Tuesday, July 18, 2006

Heterogeneity & Homogeneity in Great Britain



Opening a discussion on Asian communities and others of different backgrounds living in Britain is recalling a mixture for of past and present. It a mixture of nostalgia for the home country and a reflection on having a balanced lifestyle in which background and integration don’t cause identity crisis.

Having communities from different nationalities and cultural backgrounds living in the UK is a reminder of the days in which UK was the biggest empire in the 19th and the first half of the 20th centuries. Regardless of the colonial period which must have had some controversial aspects, it was beneficial for UK and its colonies to come into contact. Britain enriched itself culturally and economically from these colonies. The British were exposed to different lifestyles, with which they were influenced and which must have influenced by modernising if not civilizing these colonies. A striking example is the famous police hat, whose shape originated from Indian traditional turban. Summer carnival is another example of Britain’s cultural heterogeneity.
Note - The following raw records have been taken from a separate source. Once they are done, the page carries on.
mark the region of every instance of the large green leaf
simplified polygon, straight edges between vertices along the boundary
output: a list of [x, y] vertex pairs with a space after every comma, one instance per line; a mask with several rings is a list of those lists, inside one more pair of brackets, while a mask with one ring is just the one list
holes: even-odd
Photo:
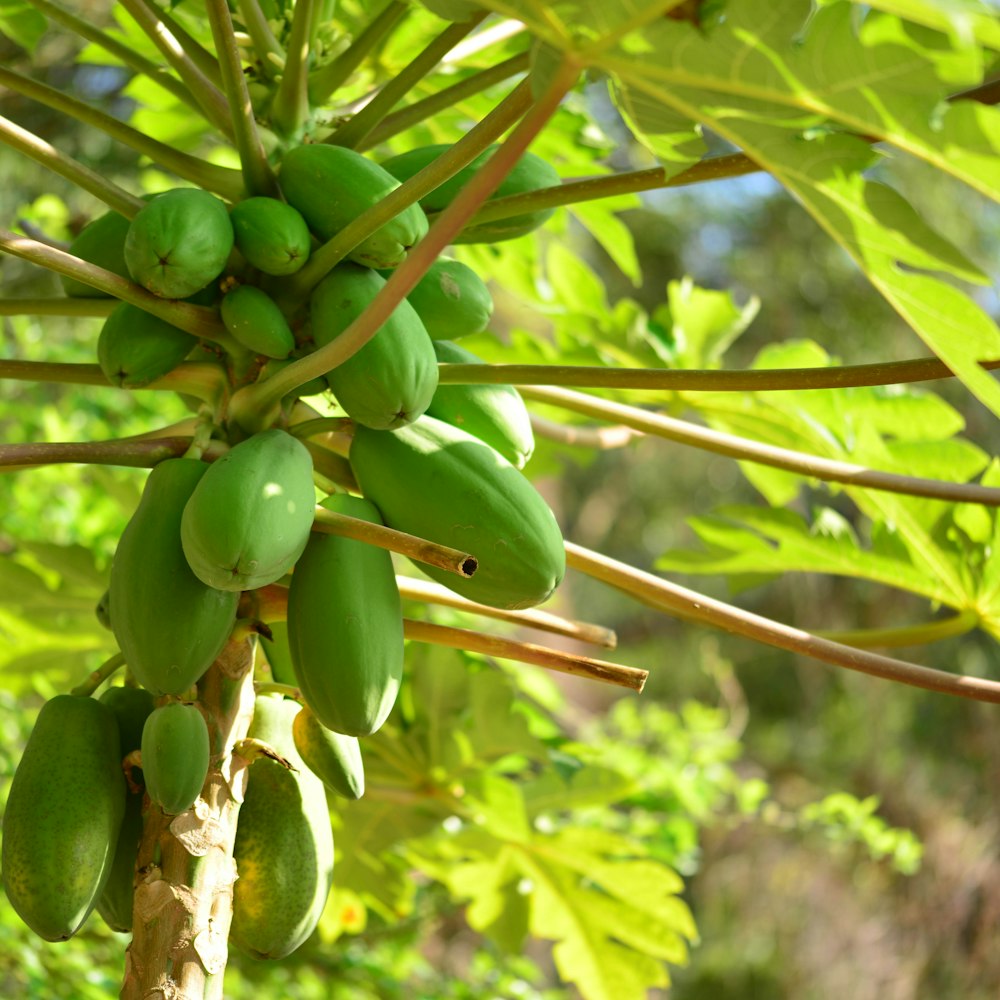
[[0, 34], [22, 48], [34, 52], [47, 28], [45, 16], [26, 0], [0, 0]]

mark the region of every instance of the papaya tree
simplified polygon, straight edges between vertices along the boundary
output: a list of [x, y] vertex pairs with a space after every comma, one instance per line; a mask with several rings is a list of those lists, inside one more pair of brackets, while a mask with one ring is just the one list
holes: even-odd
[[[221, 997], [230, 943], [284, 959], [331, 891], [389, 912], [419, 870], [511, 950], [555, 942], [588, 998], [665, 985], [696, 937], [680, 877], [635, 838], [545, 816], [634, 784], [550, 745], [516, 675], [483, 666], [642, 690], [649, 667], [593, 655], [611, 630], [539, 607], [567, 572], [880, 682], [1000, 701], [998, 681], [892, 655], [1000, 634], [998, 467], [923, 387], [951, 379], [1000, 413], [1000, 330], [966, 287], [990, 277], [892, 162], [1000, 196], [988, 3], [106, 7], [0, 7], [22, 53], [0, 86], [125, 157], [109, 176], [85, 144], [70, 155], [0, 118], [0, 140], [89, 216], [62, 233], [4, 220], [4, 267], [58, 280], [0, 312], [87, 343], [0, 360], [0, 378], [116, 392], [132, 431], [19, 433], [0, 466], [149, 470], [129, 480], [103, 586], [94, 563], [73, 582], [50, 549], [5, 540], [10, 613], [54, 635], [29, 597], [60, 578], [79, 637], [59, 644], [63, 670], [71, 653], [85, 674], [54, 686], [10, 788], [3, 884], [32, 931], [66, 940], [96, 910], [131, 934], [123, 997]], [[31, 53], [54, 35], [116, 67], [127, 114], [41, 79]], [[616, 213], [640, 192], [758, 172], [927, 356], [774, 344], [723, 367], [753, 302], [684, 281], [652, 312], [612, 305], [568, 249], [583, 230], [638, 277]], [[544, 322], [519, 327], [518, 304]], [[763, 498], [694, 517], [704, 548], [655, 568], [855, 577], [915, 595], [926, 620], [820, 634], [564, 537], [538, 475], [640, 437], [737, 461]], [[853, 522], [796, 509], [807, 488]], [[442, 608], [449, 624], [431, 620]], [[363, 835], [405, 839], [405, 856], [373, 861]]]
The British left many of their colonies. But in those colonies they left their legacy. Their “colonies” accompanied them through immigrants. Now there are mainly Asians and African immigrants living in it.

Now we can see the overseas parts of the British Empire severed from it, as they have disintegrated in independent states, but they are still keeping a link with Britain through the Commonwealth. There is also a miniature of the British Empire is in the UK through the Mosaic of immigrant communities from these former colonies.